J’y ai découvert avec stupeur que cette île avait été un camp de concentration pendant l’occupation et que Hitler en personne l’avait baptisée « l’île Adolf ». Adolf Hitler voulait que cette petite île soit un symbole de la toute-puissance allemande et la fit cerner d’imposants bunkers. Pour les construire, il fallait donc « de la main d’œuvre ».
En 1942, la célèbre division Todt se chargea de l’organisation de ces camps de travail (quatre, en fait) et on y fit déporter des réfugiés espagnols, des Russes, des Polonais, des Tchèques, des Hollandais, des Juifs français livrés par Vichy et même des Chinois et des prostituées françaises chargées de « divertir » les soldats allemands...
En tout, 1.000 détenus furent transférés à Aurigny depuis l’Allemagne, de février 1943 à juin 1944 : 633 ont survécu.
Le tout était commandé par un dénommé List, qui se fit construire un chalet dans le style du nid d’aigle du Führer afin que l’homothétie de l’île Adolf avec « la vraie Allemagne » soit parfaite.
Les Allemands ont même modernisé la voie de chemin de fer, la seule qui existe dans les îles Anglo-Normandes !
Un poignant documentaire raconte l’histoire de ce camp oublié et inconnu, il est l’œuvre d’un déporté russe qui y a vécu l’enfer pendant un an.
Il n’est pas évident, pour le touriste lambda, de retrouver la trace de ces camps : seul un petit mémorial à la croisée d’une route témoigne de ces horreurs.
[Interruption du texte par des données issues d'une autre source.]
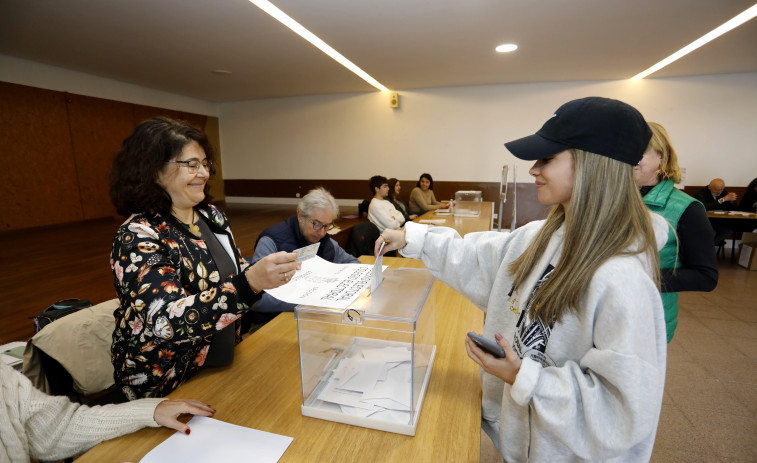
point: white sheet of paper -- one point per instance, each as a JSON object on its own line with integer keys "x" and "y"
{"x": 321, "y": 283}
{"x": 307, "y": 252}
{"x": 387, "y": 354}
{"x": 377, "y": 277}
{"x": 213, "y": 440}
{"x": 433, "y": 221}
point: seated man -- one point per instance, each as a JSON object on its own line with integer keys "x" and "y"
{"x": 381, "y": 212}
{"x": 716, "y": 198}
{"x": 315, "y": 216}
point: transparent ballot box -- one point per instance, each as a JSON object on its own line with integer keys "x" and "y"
{"x": 369, "y": 364}
{"x": 467, "y": 203}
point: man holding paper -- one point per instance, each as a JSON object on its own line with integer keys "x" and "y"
{"x": 315, "y": 217}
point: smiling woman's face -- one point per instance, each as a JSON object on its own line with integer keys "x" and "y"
{"x": 185, "y": 189}
{"x": 554, "y": 178}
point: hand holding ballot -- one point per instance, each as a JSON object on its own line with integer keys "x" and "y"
{"x": 391, "y": 239}
{"x": 167, "y": 412}
{"x": 272, "y": 271}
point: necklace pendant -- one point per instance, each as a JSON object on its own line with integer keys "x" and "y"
{"x": 195, "y": 230}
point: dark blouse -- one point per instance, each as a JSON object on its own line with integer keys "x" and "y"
{"x": 173, "y": 300}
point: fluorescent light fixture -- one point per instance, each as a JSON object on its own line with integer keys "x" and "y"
{"x": 284, "y": 19}
{"x": 715, "y": 33}
{"x": 506, "y": 48}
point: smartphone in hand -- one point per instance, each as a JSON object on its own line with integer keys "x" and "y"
{"x": 487, "y": 345}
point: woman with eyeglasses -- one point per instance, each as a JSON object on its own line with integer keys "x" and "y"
{"x": 179, "y": 276}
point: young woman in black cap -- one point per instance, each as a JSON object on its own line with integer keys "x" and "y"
{"x": 573, "y": 300}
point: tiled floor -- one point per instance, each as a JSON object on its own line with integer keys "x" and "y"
{"x": 709, "y": 412}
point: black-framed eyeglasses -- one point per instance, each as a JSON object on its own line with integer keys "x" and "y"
{"x": 318, "y": 225}
{"x": 193, "y": 165}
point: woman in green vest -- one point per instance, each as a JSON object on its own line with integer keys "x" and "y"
{"x": 687, "y": 261}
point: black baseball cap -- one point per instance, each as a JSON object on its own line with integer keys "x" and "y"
{"x": 598, "y": 125}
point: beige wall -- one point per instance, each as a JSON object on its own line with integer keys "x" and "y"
{"x": 458, "y": 133}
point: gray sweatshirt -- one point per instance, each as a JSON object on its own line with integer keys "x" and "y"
{"x": 590, "y": 387}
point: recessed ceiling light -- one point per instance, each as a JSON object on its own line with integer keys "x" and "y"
{"x": 715, "y": 33}
{"x": 286, "y": 20}
{"x": 506, "y": 48}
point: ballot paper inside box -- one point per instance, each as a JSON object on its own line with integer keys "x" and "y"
{"x": 467, "y": 203}
{"x": 369, "y": 365}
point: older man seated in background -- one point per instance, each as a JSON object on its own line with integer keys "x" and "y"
{"x": 315, "y": 216}
{"x": 716, "y": 198}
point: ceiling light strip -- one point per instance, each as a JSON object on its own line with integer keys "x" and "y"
{"x": 284, "y": 19}
{"x": 715, "y": 33}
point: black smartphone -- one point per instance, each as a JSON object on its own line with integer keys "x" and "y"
{"x": 487, "y": 345}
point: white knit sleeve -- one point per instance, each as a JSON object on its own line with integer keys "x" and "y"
{"x": 55, "y": 428}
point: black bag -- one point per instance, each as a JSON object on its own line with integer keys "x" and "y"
{"x": 59, "y": 310}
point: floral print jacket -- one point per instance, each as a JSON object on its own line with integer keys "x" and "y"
{"x": 172, "y": 301}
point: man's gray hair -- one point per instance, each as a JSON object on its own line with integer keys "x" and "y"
{"x": 318, "y": 197}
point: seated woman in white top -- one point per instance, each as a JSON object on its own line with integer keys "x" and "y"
{"x": 422, "y": 197}
{"x": 381, "y": 212}
{"x": 36, "y": 425}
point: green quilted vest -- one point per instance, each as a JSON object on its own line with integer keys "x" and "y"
{"x": 668, "y": 201}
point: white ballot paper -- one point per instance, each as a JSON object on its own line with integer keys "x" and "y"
{"x": 322, "y": 283}
{"x": 378, "y": 272}
{"x": 307, "y": 252}
{"x": 213, "y": 440}
{"x": 373, "y": 382}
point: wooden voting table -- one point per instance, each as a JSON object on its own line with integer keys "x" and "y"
{"x": 463, "y": 224}
{"x": 261, "y": 389}
{"x": 734, "y": 220}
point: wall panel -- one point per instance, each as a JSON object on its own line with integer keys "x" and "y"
{"x": 58, "y": 150}
{"x": 38, "y": 181}
{"x": 98, "y": 127}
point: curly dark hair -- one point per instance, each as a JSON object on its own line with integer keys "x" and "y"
{"x": 375, "y": 182}
{"x": 134, "y": 179}
{"x": 427, "y": 177}
{"x": 392, "y": 182}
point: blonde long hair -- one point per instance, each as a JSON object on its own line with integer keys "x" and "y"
{"x": 607, "y": 218}
{"x": 660, "y": 142}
On y trouve des plaques commémoratives en toutes les langues. Un habitant de l’île nous a indiqué que le monument était soigneusement entretenu et fleuri par des bénévoles. Lui-même était né en Écosse, là où ses parents avaient été évacués, et il était revenu vivre sur « son » île...
Une île aux paysages somptueux (même quand le temps n’est pas de la partie), une île où la toponymie fleure bon mon Cotentin natal : Les Venelles, Cotil du Val, La Bonne Terre, Colline de Tourgis…
Une île qui illustre parfaitement la profondeur des liens qui unissent les Normands à la Grande-Bretagne.
Plus généralement, il est étonnant de voir la matérialisation de tout ce que l’Europe a pu générer de pire, il y a 70 ans, dès lors que l’une de ses nations était dominante, même à l’échelle d’un si minuscule territoire.
À l’heure du Brexit, à l’heure où l’Histoire a « repassé le plat » puisque l’Allemagne domine à nouveau l’Europe, à l’heure où il est question que la France partage avec l’Allemagne son siège au Conseil de sécurité de l’ONU, je dois confesser un certain mal-être à l’issue de cette passionnante découverte… ou plutôt d’une réalité historique là, toute proche, mais qui a été cachée, voire niée.
Mais soyons optimistes : Mary Poppins, alias Julie Andrews, a vécu à Aurigny. Elle a pu, tranquillement, y nourrir les oiseaux (« feed the birds »), il y en a beaucoup. Et y imaginer La Mélodie du bonheur…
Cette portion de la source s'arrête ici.